SNALC – Solange De Jésus
Oui, 109 sur les 527 atteintes, vous avez raison. Et seulement 64 concernent les signes et tenues manifestant ostensiblement une appartenance religieuse. En réalité, nous, au SNALC, nous sommes très prudents vis-à-vis de ces chiffres, car il faut savoir qu’ils ne représentent que ceux qui remontent au ministère. Cela signifie que, sur le terrain, beaucoup de signalements ne sont pas faits et ne remontent pas. Nous n’avons donc pas une vue exacte de la situation, et c’est un problème. Par ailleurs, si vous avez consulté le bilan des actions mensuelles des équipes académiques « Valeurs de la République » – il est en ligne –, vous avez pu constater qu’il y a une recrudescence des actes racistes et antisémites à l’école, supérieurs à 1 000 également. Tout cela est effectivement très inquiétant. Mais ce qu’il faut savoir, c’est que la laïcité n’est pas un crédo, comme j’ai cru l’entendre. C’est une valeur, au sens où elle a une portée, comme la devise républicaine : liberté, égalité, fraternité. Cette loi de 2004, pour laquelle nous, au SNALC, avons été le seul syndicat d’enseignants à voter en faveur au Conseil supérieur de l’éducation avant sa promulgation, est conforme au principe de neutralité de l’État. Le Conseil d’État a rendu 25 arrêts en sa faveur. Ce n’est pas une loi discriminatoire, ce n’est pas une loi prosélyte. Elle pose simplement un interdit dans la sphère publique. Rappelons que les élèves sont libres de porter des signes religieux en dehors de l’école. On leur demande simplement, à l’école, de faire un pas de côté, d’oublier un peu leurs croyances et leurs traditions pour se retrouver autour du savoir, car la laïcité met en avant ce qui est commun à tous, et non ce qui différencie les êtres. Le but de l’école – et c’est sa première mission laïque – est de faire en sorte que les élèves deviennent des citoyens capables d’exercer leur autonomie de jugement et leur esprit critique. Ce sont là les missions de l’école. Les personnels doivent être encouragés, car ils ont un rôle actif dans l’application de ce principe. Et aujourd’hui, nous attendons le soutien de l’institution. […]

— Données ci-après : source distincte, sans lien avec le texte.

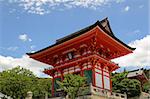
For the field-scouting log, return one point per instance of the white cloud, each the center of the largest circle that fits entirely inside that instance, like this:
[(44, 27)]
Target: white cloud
[(25, 62), (119, 1), (141, 6), (139, 57), (46, 6), (24, 37), (32, 47), (12, 48), (127, 8)]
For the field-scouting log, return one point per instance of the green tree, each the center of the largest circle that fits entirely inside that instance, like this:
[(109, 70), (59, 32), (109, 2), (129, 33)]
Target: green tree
[(42, 87), (72, 84), (16, 82), (121, 84), (146, 87)]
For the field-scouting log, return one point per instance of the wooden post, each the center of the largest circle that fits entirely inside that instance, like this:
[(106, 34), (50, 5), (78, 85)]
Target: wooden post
[(52, 90)]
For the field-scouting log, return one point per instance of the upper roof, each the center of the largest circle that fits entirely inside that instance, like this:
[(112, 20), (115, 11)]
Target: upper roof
[(103, 24)]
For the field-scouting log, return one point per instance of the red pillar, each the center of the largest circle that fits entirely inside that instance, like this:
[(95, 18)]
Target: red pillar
[(102, 78), (62, 76), (81, 68), (93, 75), (52, 90), (110, 82)]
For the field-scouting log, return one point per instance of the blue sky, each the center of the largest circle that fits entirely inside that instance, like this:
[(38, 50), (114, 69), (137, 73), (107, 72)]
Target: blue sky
[(29, 25)]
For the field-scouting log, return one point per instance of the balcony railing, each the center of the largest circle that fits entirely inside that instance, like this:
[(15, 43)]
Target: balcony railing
[(91, 90)]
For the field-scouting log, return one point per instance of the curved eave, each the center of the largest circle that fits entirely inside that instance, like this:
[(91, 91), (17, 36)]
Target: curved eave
[(80, 32)]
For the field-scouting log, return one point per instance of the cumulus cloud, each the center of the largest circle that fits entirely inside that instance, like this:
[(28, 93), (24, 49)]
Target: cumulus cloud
[(12, 48), (46, 6), (127, 8), (8, 62), (24, 37), (140, 57)]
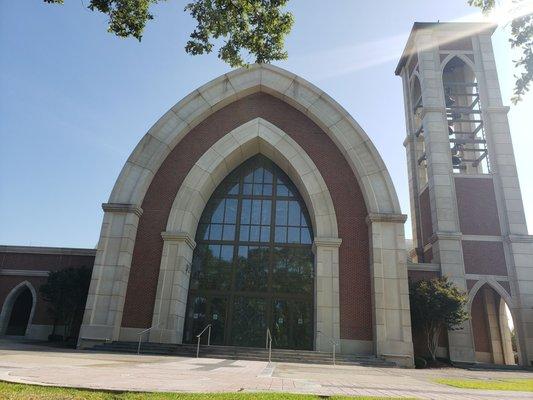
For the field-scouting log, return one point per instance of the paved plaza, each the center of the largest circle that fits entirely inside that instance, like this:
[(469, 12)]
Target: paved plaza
[(31, 363)]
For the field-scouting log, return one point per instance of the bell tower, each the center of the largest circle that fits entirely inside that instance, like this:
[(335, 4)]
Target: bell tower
[(467, 213)]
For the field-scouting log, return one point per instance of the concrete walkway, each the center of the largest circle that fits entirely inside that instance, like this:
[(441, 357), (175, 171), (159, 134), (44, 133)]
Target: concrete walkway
[(30, 363)]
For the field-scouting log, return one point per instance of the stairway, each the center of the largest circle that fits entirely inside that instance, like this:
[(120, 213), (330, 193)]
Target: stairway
[(243, 353)]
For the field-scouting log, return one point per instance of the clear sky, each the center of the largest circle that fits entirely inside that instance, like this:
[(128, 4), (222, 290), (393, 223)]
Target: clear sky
[(75, 100)]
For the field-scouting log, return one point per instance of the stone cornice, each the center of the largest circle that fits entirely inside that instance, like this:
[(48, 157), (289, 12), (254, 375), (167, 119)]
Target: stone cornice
[(385, 217), (445, 236), (499, 109), (23, 272), (48, 250), (519, 238), (327, 242), (122, 208), (179, 237)]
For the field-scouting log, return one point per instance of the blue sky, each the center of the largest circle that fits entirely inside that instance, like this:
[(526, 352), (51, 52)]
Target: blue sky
[(75, 100)]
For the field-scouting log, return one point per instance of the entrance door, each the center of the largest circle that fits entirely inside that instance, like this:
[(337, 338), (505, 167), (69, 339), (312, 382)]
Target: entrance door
[(252, 267)]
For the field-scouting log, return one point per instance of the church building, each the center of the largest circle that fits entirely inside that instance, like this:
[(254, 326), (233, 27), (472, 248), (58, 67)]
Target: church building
[(257, 202)]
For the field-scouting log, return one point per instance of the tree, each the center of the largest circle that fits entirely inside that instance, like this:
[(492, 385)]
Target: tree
[(436, 304), (66, 292), (521, 38), (247, 27)]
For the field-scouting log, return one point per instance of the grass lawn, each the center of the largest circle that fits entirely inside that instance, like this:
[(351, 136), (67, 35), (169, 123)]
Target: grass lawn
[(15, 391), (520, 385)]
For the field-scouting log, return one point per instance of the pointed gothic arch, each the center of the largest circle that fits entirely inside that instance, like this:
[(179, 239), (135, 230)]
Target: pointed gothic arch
[(11, 299)]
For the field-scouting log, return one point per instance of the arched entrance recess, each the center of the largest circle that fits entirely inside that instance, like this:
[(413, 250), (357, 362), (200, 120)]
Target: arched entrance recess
[(18, 309), (491, 312), (389, 278)]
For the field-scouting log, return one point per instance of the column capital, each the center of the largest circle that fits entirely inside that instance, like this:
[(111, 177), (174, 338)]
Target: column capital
[(385, 217), (122, 208), (179, 237)]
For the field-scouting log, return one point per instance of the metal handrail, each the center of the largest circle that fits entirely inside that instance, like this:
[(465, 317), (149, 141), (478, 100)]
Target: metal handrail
[(140, 336), (332, 341), (199, 336), (268, 345)]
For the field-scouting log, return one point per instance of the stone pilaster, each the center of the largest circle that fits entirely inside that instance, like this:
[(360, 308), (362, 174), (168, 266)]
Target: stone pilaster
[(172, 288), (327, 312), (390, 291), (107, 291)]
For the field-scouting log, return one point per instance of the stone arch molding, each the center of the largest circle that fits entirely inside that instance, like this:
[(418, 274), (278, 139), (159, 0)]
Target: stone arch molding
[(247, 140), (251, 138), (5, 314), (363, 158)]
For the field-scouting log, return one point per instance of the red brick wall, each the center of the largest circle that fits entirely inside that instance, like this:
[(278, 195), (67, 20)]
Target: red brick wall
[(355, 299), (484, 258), (425, 217), (480, 326), (476, 202)]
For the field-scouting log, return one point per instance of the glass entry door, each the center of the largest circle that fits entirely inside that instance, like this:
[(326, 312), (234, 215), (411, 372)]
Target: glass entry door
[(253, 265)]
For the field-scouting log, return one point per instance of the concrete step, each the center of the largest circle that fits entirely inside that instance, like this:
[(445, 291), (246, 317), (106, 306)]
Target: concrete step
[(243, 353)]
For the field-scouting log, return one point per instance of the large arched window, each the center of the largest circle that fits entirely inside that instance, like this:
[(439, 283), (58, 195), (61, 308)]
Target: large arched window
[(253, 264)]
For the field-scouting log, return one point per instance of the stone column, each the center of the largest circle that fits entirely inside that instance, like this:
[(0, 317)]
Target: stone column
[(172, 288), (327, 314), (390, 291), (107, 292)]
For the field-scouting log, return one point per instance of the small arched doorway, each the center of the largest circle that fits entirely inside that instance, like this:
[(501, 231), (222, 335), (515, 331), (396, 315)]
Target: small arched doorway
[(493, 328), (17, 311)]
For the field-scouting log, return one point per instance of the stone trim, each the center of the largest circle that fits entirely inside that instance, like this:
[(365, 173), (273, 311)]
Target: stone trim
[(423, 267), (179, 237), (348, 136), (23, 272), (122, 208), (384, 217)]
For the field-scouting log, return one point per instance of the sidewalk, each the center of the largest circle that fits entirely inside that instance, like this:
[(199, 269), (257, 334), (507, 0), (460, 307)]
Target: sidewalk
[(29, 363)]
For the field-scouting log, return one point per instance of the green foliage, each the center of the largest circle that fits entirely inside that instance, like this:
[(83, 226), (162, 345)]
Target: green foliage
[(519, 385), (436, 304), (245, 28), (521, 38), (66, 293)]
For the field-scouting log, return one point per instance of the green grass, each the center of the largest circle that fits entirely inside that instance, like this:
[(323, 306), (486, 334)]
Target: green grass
[(519, 385), (15, 391)]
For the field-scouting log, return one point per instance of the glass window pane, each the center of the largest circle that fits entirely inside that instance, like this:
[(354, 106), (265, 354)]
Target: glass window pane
[(265, 212), (281, 212), (226, 253), (267, 190), (229, 232), (265, 234), (258, 189), (256, 211), (306, 236), (247, 188), (293, 235), (245, 233), (231, 211), (245, 212), (258, 175), (294, 213), (215, 232), (218, 214), (281, 235), (254, 233)]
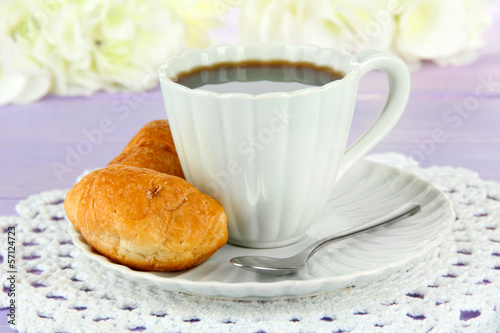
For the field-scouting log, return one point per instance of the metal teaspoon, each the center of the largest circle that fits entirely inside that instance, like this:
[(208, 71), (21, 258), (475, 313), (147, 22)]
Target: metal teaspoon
[(284, 266)]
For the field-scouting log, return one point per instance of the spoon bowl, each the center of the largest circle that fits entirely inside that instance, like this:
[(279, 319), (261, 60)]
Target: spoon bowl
[(290, 265)]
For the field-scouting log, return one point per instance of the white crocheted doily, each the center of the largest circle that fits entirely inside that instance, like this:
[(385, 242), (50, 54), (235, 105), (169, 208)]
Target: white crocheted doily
[(456, 288)]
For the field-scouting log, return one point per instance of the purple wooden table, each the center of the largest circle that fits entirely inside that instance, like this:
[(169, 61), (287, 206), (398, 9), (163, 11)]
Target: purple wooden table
[(46, 145)]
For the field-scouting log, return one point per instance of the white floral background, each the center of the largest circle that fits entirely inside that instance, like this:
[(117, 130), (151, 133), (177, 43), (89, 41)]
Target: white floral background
[(69, 47)]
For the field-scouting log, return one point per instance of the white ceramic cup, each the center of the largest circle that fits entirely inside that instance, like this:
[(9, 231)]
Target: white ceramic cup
[(272, 160)]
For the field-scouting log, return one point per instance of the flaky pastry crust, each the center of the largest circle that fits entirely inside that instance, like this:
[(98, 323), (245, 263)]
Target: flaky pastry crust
[(152, 148), (146, 219)]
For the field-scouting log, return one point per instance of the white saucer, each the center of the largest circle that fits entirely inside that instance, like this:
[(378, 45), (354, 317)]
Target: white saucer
[(366, 192)]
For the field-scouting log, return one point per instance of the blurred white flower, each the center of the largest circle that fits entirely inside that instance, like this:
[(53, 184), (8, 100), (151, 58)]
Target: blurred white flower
[(444, 31), (69, 47), (342, 24)]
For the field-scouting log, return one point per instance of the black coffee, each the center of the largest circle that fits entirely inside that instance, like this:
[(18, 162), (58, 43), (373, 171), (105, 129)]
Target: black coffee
[(256, 77)]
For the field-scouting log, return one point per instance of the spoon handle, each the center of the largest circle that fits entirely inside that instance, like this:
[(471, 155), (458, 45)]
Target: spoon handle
[(405, 210)]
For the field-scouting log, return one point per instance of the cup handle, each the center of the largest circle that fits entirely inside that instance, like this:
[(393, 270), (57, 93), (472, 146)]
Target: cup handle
[(399, 91)]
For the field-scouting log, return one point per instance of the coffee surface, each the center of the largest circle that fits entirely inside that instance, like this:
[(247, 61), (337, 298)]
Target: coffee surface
[(257, 77)]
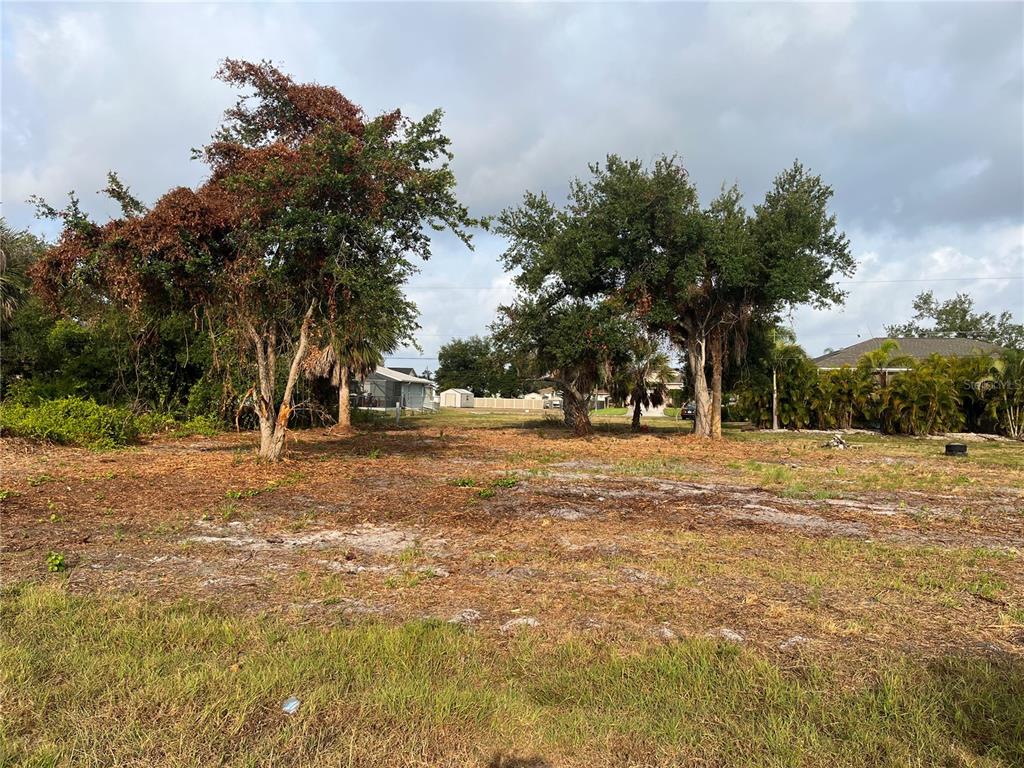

Franceinfo : – Flore Maréchal
Solange De Jésus, très rapidement : que pensez-vous de l’idée qu’il faille revoir la formation des enseignants sur le principe de la laïcité ? En une phrase ou deux.
SNALC – Solange De Jésus
Les enseignants sont formés. Un plan quadriannuel a été lancé en 2021 par l’institution, mais c’est insuffisant, c’est clair. Surtout, il manque aux enseignants cette liberté d’expression dans le cadre de leur métier pour qu’ils puissent exprimer toutes les difficultés qu’ils rencontrent. En tout cas, nous, au SNALC, nous pouvons vous dire que les atteintes à la laïcité ne sont pas une fiction : elles existent véritablement. La preuve en est le taux d’autocensure des enseignants. Depuis 2018, des enquêtes de l’IFOP montrent que la dernière en date révèle qu’un enseignant sur deux s’autocensure dans son enseignement, par peur d’affronter des contestations ou des questions liées à la religion. Ce sens du métier – car les enseignants aiment leur métier – doit être préservé. Il faut qu’ils soient les experts de leur discipline, car c’est un enseignant expert qui saura le mieux répondre aux questionnements des élèves. Les élèves se posent des questions, c’est normal, et c’est à nous de leur apporter des réponses. Nous sommes des pédagogues au sens noble du terme. Mais ce sens du métier est mis à mal par cette autocensure, par ceux qui contestent. Il y a aussi des parents qui contestent les enseignements. Et cela fait le lit de l’obscurantisme. Nous, au SNALC, nous luttons contre cela, notamment lors de nos congrès.